Menopause can bring up fear, sadness, and feelings of loss. Those who aren’t ready to give up their ability to bear children struggle with the end of that phase of their lives. In our culture—where youth is equated with sex and aging is equated with the end of the sexual side of life—it’s understandable for women to give into stereotypical beliefs about aging. However, this is simply not true. You can continue to have a healthy and satisfying sex life long after menopause. In fact, many women report positive changes in their lives and relationships and an increase in sexual satisfaction after menopause. Some of the positive aspects include:
- No longer having to worry about pregnancy
- No longer having to use birth control
- No longer having menstrual cramps or other physical issues associated with periods
For some couples, menopause occurs around the time their last child leaves home. Instead of feeling like empty nesters, they feel like honeymooners again. There’s more time for sex, sex can be more spontaneous, and you can enjoy time with each other. Because women who are post-menopausal often need more stimulation to have an orgasm, sex is no longer a race and it provides an opportunity to relax and explore each other’s bodies.
Many women report feeling what is known as “menopausal zest,” which is a burst of energy that occurs in this stage of life. Some say that this is the most productive phase of their lives, as they have finished bearing and raising children and become involved in new interests and projects.
The physical changes that can accompany menopause can affect your sex life as well. Vaginal dryness is the most common complaint among menopausal women. Fear of pain with intercourse often causes women to shy away from intimacy with their partners. However, you can undergo hormone replacement therapy to help with these issues. A water-based lubricant also can help with vaginal dryness and make sex more pleasurable.
The most important aspect of sexuality and menopause is communication. It’s important to remember that one of the two biggest sex organs in the body is the brain (the other is the skin). This may be a time of life where you and your partner need to be patient with each other and willing to try new things to make sex enjoyable.
Communication is crucial. Talking to your partner about how you feel about what’s happening can go a long way towards keeping your relationship healthy, especially when symptoms flare and mood swings become intense. You may feel unattractive and undesirable at this stage of life, but getting reassurance from your partner and making time for romance can be just the confidence boost you need.

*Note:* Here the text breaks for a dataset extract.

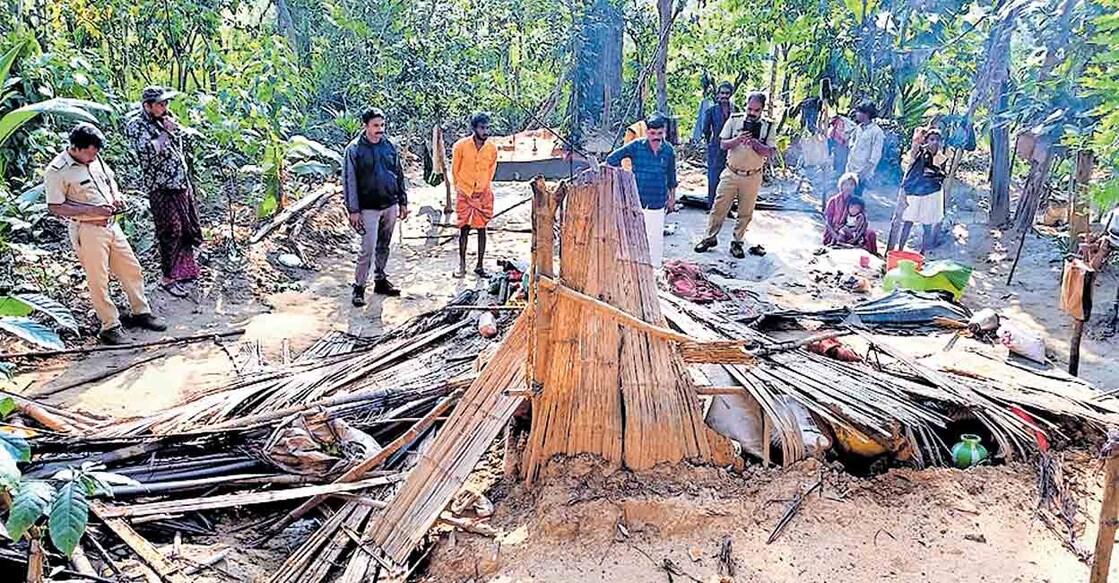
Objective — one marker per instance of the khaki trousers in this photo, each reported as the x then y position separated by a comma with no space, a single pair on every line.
104,251
734,187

Today, both men and women are living longer with a better quality of life. For women, this often means that you’ll have more post-menopausal years than reproductive years. The picture of the old woman in a rocking chair is obsolete as women continue to prove that life isn’t over after menopause. Instead, women in this phase of life are showing that they have much to offer to society and romantic relationships.
Embrace this part of life and reclaim your sexual self instead of giving into society’s view that sex is just for the young. By being educated and prepared about what to expect with menopause, you can continue to be sexual throughout your lifetime, which is how nature intended it.